Review: "Stardust" by Neil Gaiman

The town of Wall stands at the edge of Faerie, and no one ventures past the wall of the city, except during a festival that happens only occasionally. Tristran Thorn is different, though. He's in love with a village girl named Victoria Forester. One night they see a falling star and he vows to bring it to her. Tristran steps through the gap in the wall and into an adventure complete with ghosts, unicorns, witches and, oh yes, a fallen star.

I read this immediately after Orson Scott Card's "Enchantment," so I got my dose of fairy tale fare. Luckily I enjoyed both of them greatly.

Gaiman's "Stardust" is a rousing tale of adventure that takes everything I liked about his first solo novel, "Neverwhere," and improves on it.

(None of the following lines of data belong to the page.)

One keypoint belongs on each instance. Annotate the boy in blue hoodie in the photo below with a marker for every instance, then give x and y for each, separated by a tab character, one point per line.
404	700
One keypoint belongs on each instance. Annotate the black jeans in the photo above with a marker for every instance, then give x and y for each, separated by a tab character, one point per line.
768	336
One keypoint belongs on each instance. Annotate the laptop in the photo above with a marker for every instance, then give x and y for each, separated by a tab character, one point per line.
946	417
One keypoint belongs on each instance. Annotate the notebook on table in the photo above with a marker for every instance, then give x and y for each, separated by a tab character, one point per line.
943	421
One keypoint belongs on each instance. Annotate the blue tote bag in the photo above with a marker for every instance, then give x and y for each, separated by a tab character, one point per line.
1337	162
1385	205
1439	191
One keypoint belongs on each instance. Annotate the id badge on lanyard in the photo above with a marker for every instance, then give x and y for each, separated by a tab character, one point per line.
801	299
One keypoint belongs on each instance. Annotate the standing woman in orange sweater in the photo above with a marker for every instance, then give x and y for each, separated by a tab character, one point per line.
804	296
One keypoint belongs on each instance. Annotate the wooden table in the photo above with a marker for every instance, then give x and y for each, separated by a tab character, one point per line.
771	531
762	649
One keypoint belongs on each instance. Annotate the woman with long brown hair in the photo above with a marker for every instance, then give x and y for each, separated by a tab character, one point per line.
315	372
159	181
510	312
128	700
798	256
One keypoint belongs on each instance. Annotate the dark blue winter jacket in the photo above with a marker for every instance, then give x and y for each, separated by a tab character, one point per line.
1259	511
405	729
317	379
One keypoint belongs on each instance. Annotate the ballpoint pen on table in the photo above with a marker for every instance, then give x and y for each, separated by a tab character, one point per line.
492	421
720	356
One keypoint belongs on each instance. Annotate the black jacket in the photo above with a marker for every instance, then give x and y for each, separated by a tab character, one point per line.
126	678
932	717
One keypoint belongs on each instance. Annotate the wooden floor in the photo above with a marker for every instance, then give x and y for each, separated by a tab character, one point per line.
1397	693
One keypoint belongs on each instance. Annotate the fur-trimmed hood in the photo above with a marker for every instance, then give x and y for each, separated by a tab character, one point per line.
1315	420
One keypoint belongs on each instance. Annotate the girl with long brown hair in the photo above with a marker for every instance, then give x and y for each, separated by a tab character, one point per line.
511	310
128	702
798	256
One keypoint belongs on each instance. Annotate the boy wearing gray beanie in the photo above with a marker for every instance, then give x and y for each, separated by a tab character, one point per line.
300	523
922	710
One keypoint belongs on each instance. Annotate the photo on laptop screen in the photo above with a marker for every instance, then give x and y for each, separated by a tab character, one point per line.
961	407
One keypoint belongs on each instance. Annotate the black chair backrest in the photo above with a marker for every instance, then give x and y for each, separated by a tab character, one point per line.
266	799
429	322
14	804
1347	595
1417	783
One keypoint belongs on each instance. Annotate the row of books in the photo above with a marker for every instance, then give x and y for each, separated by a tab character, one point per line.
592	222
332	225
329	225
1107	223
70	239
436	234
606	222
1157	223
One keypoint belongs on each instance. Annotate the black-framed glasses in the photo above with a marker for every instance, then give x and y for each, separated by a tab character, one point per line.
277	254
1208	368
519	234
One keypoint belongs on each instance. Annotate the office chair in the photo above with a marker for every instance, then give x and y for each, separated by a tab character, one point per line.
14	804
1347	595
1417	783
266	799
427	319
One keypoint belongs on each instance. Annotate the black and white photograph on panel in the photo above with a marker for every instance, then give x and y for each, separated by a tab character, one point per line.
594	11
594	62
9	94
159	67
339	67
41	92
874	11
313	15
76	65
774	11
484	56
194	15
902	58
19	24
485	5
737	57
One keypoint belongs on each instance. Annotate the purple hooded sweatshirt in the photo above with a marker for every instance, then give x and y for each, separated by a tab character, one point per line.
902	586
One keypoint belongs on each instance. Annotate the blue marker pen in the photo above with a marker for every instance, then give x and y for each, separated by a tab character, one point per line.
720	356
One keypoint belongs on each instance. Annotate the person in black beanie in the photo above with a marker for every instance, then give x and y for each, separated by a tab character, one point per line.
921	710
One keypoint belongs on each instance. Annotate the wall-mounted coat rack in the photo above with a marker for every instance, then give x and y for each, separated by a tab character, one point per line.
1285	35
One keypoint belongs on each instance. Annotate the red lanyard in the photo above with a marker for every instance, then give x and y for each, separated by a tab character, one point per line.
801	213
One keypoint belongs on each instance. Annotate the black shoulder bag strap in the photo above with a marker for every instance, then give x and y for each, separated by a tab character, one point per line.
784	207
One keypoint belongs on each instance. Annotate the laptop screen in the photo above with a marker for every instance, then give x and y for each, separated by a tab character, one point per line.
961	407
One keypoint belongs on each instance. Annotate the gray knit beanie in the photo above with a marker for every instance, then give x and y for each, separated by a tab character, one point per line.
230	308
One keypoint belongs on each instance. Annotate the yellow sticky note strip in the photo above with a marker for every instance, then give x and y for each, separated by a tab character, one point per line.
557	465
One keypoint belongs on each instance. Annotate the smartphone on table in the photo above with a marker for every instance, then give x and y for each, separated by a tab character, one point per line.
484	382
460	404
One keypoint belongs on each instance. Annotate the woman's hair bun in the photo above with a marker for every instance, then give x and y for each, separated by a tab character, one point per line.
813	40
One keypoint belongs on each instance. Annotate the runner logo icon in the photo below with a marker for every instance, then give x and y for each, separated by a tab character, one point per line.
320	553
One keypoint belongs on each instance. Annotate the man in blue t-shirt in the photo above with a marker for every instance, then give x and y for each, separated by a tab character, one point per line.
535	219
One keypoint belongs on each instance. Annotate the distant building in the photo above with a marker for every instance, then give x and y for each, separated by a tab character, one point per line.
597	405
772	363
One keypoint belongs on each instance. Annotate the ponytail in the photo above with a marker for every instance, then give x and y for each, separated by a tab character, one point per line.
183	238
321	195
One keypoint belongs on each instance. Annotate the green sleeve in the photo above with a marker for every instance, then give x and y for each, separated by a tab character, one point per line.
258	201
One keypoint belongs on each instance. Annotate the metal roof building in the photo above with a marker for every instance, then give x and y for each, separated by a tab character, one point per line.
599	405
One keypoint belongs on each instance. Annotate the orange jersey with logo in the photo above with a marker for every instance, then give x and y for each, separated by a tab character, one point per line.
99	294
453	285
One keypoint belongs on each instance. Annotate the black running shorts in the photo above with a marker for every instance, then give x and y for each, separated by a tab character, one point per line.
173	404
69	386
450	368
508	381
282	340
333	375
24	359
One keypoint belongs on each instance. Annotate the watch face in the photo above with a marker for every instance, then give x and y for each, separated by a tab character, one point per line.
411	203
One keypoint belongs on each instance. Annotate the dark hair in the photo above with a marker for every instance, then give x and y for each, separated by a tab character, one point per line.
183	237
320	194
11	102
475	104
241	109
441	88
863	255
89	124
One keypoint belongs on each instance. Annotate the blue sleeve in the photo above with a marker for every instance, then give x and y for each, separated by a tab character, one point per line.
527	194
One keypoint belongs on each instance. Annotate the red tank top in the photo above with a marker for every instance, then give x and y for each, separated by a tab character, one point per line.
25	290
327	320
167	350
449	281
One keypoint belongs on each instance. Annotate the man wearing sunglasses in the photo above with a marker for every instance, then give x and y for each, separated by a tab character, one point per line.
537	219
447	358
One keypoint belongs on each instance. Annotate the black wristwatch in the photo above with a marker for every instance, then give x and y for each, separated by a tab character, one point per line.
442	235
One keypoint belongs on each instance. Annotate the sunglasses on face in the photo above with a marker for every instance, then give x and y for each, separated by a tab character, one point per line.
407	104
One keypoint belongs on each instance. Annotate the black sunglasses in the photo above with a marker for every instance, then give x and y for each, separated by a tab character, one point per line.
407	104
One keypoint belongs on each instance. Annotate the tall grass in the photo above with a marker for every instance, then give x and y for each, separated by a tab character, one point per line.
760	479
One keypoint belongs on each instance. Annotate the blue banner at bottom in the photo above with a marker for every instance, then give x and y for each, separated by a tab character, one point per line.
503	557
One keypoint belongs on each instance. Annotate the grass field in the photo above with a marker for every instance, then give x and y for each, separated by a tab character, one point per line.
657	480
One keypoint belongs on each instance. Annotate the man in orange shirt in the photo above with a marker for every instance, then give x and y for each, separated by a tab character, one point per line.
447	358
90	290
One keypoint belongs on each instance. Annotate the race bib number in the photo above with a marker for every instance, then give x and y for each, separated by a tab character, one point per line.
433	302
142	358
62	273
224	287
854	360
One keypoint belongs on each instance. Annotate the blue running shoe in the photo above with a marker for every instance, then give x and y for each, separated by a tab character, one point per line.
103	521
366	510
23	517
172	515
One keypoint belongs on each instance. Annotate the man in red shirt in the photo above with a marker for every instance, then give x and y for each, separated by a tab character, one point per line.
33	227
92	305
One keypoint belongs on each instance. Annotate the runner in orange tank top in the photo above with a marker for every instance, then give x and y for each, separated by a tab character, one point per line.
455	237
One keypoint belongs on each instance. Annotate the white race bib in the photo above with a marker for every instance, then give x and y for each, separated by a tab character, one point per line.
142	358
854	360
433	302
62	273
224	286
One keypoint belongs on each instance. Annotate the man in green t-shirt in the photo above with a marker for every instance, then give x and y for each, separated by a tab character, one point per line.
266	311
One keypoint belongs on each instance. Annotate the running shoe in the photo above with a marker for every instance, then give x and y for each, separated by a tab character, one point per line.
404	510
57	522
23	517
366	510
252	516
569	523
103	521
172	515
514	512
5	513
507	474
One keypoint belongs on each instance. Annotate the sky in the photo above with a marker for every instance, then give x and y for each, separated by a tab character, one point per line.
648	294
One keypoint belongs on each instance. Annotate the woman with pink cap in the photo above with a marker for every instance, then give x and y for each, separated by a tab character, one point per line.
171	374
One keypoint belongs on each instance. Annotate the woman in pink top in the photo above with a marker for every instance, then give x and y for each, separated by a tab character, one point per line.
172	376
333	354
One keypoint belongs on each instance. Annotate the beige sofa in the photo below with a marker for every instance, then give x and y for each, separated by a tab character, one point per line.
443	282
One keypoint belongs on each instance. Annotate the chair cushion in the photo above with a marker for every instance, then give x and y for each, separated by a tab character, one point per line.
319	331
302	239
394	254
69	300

This story features likeable characters and an interesting enough story, but what really makes it special is the way it captures the fairy tale atmosphere. The characters and settings are exaggerated and over-the-top just like the classic fairy tales, but at the same time Gaiman manages to avoid being cliched and silly.

After reading "Neverwhere," I was convinced Gaiman was going to do big things in the fantasy genre. "Stardust" only reinforces that belief. Whether you're a fan of Gaiman's comic work, or whether you've never heard his name, this is a book you shouldn't miss.